Sir William Beardmore, 1920s

image from Red Clydeside collection

William Beardmore was born at Greenwich in Kent on 16 Oct 1856, the first son of William Beardmore of Parkhead, Glasgow, and Sophie Louisa Holfman. William junior was educated at Glasgow High School and Ayr Academy, completing his studies at the Royal Technical College in Glasgow and the Royal School of Mines in London. William junior also attended evening classes at Anderson's College in Glasgow where he studied chemistry and mathematics. He served his apprenticeship at Parkhead Forge, a steel making and engineering works founded in 1837 in the east end of Glasgow.

After his father died Beardmore took his place as partner in a moderately successful engineering business, which made boilers for the thriving railway and ship-building industries. In 1899 he was able to buy a shipyard at Govan on the Clyde, which he soon built into the largest industrial concern in Scotland employing more than 40,000 men. Further expansion followed, taking over the Arroll Johnston vehicle plant and the Mossend steel works, along with a new shipyard at Dalmuir. Beardmore became a major armaments supplier in the years leading up to the first world war, building battleships, submarines, tanks and aircraft.
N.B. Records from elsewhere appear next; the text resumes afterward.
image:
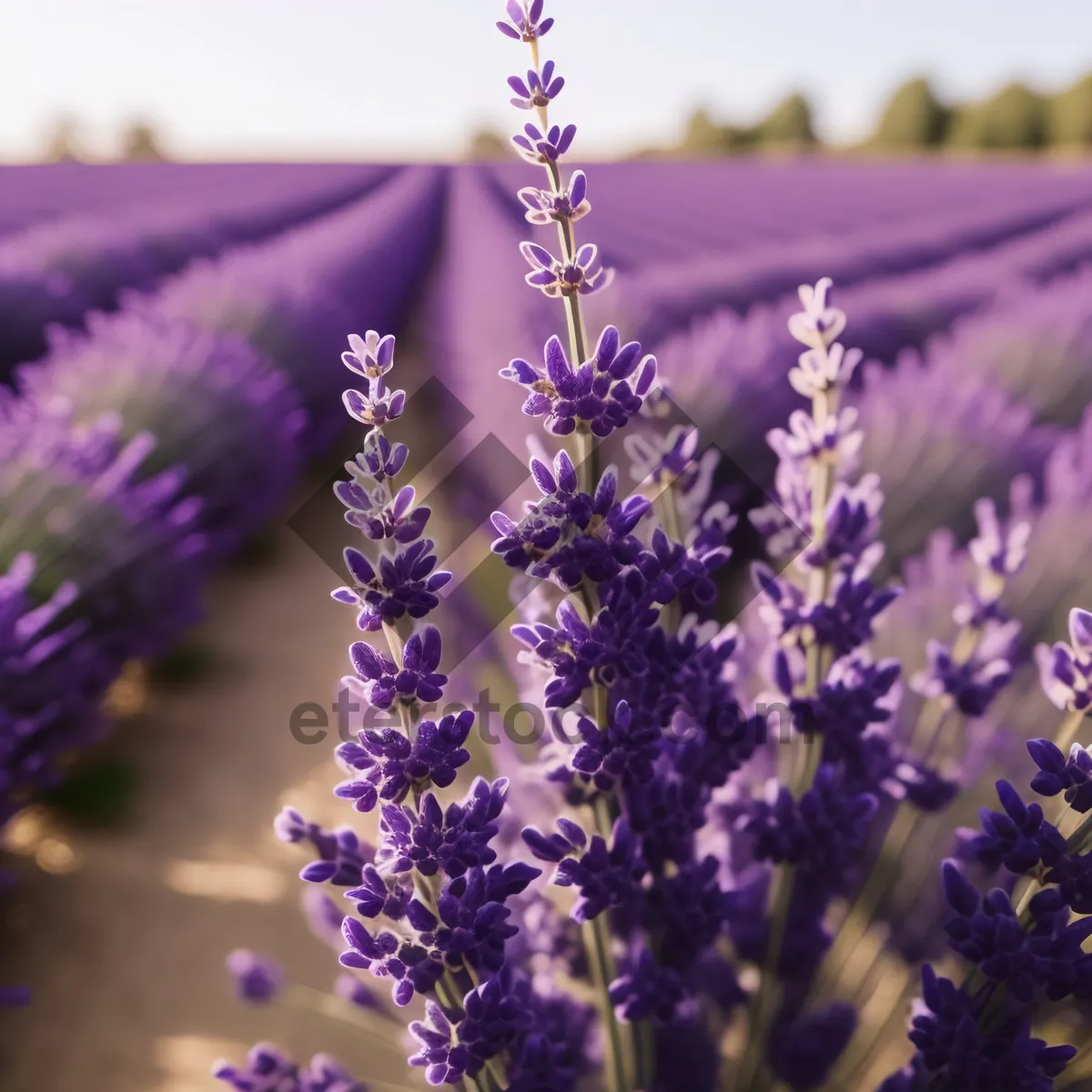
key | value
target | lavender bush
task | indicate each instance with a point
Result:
(57, 271)
(145, 448)
(727, 822)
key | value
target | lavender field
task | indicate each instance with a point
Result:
(169, 409)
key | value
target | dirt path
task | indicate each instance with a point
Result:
(125, 951)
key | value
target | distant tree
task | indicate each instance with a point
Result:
(703, 136)
(1015, 118)
(63, 141)
(140, 143)
(487, 146)
(966, 126)
(913, 118)
(1069, 116)
(789, 123)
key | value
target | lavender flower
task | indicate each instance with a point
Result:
(545, 207)
(538, 91)
(525, 22)
(598, 394)
(583, 273)
(661, 748)
(1066, 670)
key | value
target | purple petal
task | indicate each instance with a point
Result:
(578, 188)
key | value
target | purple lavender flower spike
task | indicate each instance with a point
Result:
(380, 681)
(558, 278)
(648, 992)
(370, 356)
(1066, 670)
(405, 584)
(538, 91)
(525, 22)
(544, 148)
(380, 517)
(268, 1070)
(545, 207)
(601, 393)
(258, 977)
(391, 764)
(1071, 775)
(376, 407)
(452, 840)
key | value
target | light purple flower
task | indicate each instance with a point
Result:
(817, 326)
(541, 148)
(378, 407)
(525, 23)
(555, 277)
(370, 356)
(538, 90)
(545, 207)
(1066, 670)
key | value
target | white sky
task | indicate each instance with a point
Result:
(410, 79)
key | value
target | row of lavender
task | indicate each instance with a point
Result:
(731, 926)
(977, 323)
(139, 451)
(145, 359)
(58, 270)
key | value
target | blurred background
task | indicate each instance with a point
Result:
(199, 201)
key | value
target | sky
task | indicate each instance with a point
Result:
(412, 79)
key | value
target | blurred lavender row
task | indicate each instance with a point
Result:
(140, 451)
(58, 270)
(180, 420)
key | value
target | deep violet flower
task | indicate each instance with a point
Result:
(697, 894)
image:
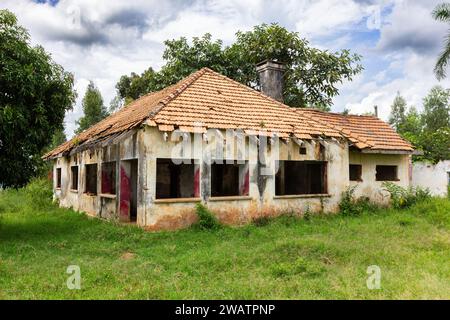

Although ostensibly an industrialist Beardmore was also known for his patronage of certain pursuits, and he famously sponsored Shackleton's 1907 Antarctic expedition. This sponsorship resulted in one of the world's largest glaciers being named after him. He was created a baronet in 1914 and raised to the peerage as Lord Invernairn in 1921. William Beardmore died at home at 'Flichity House' in Inverness-shire on 9 Apr 1936 of heart failure aged 79.